Ivory was prized for the way it could be crafted into religious icons and ornaments or billiard balls and piano keys and poachers, traffickers and backstreet artisans continue to enrich themselves at a heavy cost for the largest of all land mammals.
Every two hours an elephant is mutilated so its tusks can be shipped along smuggling routes to be worked into Far East status symbols. Ivory is made from nothing more than enamel-coated dentine, the same substance as teeth, yet it has one property that has long confounded law enforcers: it does not hold fingerprints.
Until now…
Metropolitan Police forensic imaging expert Mark Moseley was recently honoured by the International Fund for Animal Welfare (IFAW) for developing a kit that can secure vital fingerprint evidence.
It was after being challenged by his daughters to help save vanishing elephants that Mark threw himself into finding ways of obtaining fingerprints from tusk seizures.
Working with Dr Leon Barron from King’s College London, he spent every spare second testing ivory under a welter of conditions.
He looked at evaluating fingerprint powders in order to obtain ridge details left behind when ivory is handled by human hands and ultimately used smaller scale powder to obtain ridge details on semi-porous biological materials such as ivory for up to 28 days after handling.
That breakthrough has now been honed into an easily deployed forensic kit that can gather evidence against the criminals organising poaching activities as well as the middlemen who weigh, pack or sell ivory.
IFAW has been instrumental in donating the fingerprint kits to 18 countries with remarkable success. In Kenya, it has led to 15 arrests and the seizure of 11 tusks and worked ivory.
Last month it was deployed in an investigation that saw the seizure of ivory worth £2million in Singapore.
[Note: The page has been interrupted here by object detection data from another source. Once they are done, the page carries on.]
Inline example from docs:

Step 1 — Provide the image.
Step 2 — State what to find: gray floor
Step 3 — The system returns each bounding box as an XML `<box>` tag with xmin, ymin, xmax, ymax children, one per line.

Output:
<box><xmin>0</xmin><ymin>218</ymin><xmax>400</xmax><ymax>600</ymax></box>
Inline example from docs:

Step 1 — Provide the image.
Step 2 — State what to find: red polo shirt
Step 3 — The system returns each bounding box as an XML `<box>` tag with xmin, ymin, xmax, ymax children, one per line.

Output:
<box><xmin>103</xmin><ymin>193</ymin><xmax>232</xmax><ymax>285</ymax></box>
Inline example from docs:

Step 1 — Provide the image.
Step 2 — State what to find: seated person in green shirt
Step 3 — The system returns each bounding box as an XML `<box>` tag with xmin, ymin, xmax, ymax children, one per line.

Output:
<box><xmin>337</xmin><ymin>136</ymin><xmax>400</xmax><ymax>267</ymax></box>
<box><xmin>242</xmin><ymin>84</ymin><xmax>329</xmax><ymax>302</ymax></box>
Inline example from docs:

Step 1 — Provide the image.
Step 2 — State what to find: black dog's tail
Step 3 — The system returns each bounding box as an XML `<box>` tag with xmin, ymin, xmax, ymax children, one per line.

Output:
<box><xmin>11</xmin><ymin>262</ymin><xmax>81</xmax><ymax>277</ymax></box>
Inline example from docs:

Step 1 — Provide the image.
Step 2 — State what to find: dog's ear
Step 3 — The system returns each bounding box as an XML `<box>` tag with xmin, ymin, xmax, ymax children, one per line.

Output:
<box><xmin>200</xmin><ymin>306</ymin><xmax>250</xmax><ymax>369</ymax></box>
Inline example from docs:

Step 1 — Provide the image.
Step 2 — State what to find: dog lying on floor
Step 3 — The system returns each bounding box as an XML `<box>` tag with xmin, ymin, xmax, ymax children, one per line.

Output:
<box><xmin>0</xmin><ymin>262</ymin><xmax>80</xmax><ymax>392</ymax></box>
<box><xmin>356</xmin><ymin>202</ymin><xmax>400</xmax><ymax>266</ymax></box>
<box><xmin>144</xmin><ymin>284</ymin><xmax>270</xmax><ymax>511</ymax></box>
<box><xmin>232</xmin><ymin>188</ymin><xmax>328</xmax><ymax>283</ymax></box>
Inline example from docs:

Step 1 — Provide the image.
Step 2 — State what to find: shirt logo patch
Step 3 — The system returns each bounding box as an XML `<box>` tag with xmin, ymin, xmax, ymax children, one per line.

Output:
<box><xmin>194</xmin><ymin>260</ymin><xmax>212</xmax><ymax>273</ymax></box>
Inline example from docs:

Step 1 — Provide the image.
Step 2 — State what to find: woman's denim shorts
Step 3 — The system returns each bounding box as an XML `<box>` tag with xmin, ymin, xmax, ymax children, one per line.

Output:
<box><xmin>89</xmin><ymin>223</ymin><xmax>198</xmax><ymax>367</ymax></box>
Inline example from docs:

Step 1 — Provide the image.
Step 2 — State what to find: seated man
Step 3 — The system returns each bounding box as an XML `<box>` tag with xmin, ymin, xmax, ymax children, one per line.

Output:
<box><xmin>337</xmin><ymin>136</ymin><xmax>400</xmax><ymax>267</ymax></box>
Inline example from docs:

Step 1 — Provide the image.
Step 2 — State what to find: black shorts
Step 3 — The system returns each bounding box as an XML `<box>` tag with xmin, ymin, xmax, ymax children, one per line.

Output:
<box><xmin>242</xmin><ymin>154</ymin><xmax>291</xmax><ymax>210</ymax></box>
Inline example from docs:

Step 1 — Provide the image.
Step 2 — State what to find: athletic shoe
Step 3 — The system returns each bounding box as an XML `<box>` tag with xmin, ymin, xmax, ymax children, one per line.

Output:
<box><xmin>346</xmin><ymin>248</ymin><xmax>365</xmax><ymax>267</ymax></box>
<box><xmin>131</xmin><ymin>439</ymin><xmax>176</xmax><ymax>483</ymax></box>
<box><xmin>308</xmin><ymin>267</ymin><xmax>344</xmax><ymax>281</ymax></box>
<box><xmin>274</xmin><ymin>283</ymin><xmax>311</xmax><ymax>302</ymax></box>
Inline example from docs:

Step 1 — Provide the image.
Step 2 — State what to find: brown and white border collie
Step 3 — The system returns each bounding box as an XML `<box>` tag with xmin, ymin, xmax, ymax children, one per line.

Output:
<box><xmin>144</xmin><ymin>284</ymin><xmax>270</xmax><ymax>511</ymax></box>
Mark told me last week: “By November we hope for over 200 forensic kits to be in circulation. Saving these wonderful creatures and their environments is crucial not just for us but also for the next generation. Applying new techniques can have a major impact in helping to identify those committing environmental and wildlife crimes.”
IFAW is inviting nominations for this year’s Animal Action Awards, which are supported by Express Newspapers.
Philip Mansbridge, UK director of IFAW, says: “We’d love to hear from Express readers who know of a deserving person or animal that deserves special recognition.”